Into the Odd and its compatriots are another great synthesis. Characters have base attributes that are worn down over the course of the day/week/adventure. The wrinkle is that you roll saving throws against the current value of the attribute, so as your bar ticks down and starts blinking red, you also know that risky strength-based moves are going to be far less likely to succeed. The other part of the ItO formula is the additional attribute of “HP” (Hit Protection) or Guard; while your character still has Guard, they have not yet been actually struck by a blow. Eventually, however, players start taking damage to their STR or MGT and are at risk of being incapacitated or slain. The cute use of HP in ItO, Mausritter, and Electric Bastionland always tripped me up because it seemed like on average, a single hit would take out your “HP”, but then you have a second chunk of “HP”, as in hit points, in your strength stat. The switch in Mythic Bastionland to “Guard” made this completely click for me.
HP is a Land of Contrasts
If you can’t tell, I think all three approaches are good for different systems and tones, but it’s important to be intentional about what you’re trying to achieve. That’s been the thrust of, like, every post I’ve made though. I think it’s thematically more interesting when dealing with harm makes adventuring harder, because HP in all forms is a pacing mechanism. That said, if taking damage makes adventuring or fighting harder, it changes the tactical envelope of the game. If I want a predictable tactics-based game centered around setpiece encounters, I will probably opt for a classic HP bar! For my money, I enjoy running and playing games that tend toward Rejector or Synthesizer, and right now the playtest rules for our poker game are more in the Synthesizer camp.

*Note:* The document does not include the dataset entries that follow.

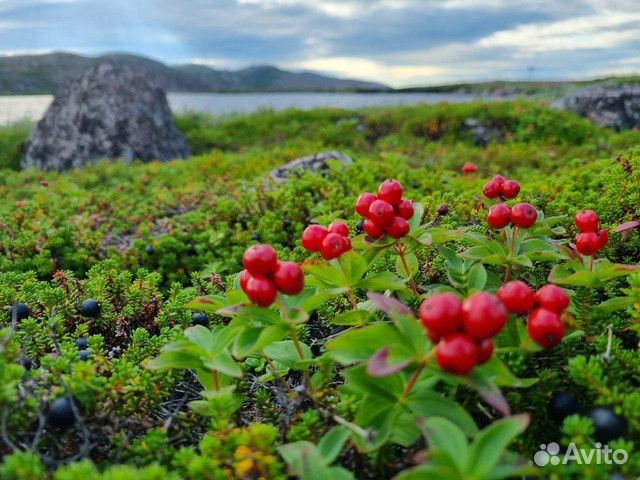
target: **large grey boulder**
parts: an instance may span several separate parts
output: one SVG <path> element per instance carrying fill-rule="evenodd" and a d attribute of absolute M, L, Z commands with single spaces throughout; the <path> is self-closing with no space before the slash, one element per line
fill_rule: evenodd
<path fill-rule="evenodd" d="M 640 87 L 588 88 L 563 98 L 555 106 L 603 127 L 640 128 Z"/>
<path fill-rule="evenodd" d="M 188 154 L 164 92 L 131 68 L 103 63 L 56 95 L 31 132 L 21 165 L 61 171 L 101 158 L 131 162 Z"/>
<path fill-rule="evenodd" d="M 322 172 L 328 170 L 329 162 L 331 161 L 344 164 L 353 163 L 351 157 L 336 150 L 331 150 L 291 160 L 281 167 L 271 170 L 269 177 L 275 183 L 282 183 L 292 175 L 300 175 L 306 171 Z"/>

Player characters have a pool of poker chips allocated to their four stats, collectively called their Reserves. During exploration, you will probably encounter stressful situations. If you want to expend effort to change the stakes of the task or you believe that the task would require your adrenaline to flow and blood to pump, then you can spend a Reserve. Reserves are also Anted for certain types of combat actions. When the outcome of a task is uncertain, players Save against their Base Stat + Remaining Reserve, so we have a similar attritive tempo to an ItO system. In combat, incoming damage is dealt to the player’s Reserves as a lump sum.
What do you think? Am I missing categories here? I’d love to do a Dwiz-style “summary of every HP method” but like 90% of all games would be DnD style HP Bars, maybe with a twist.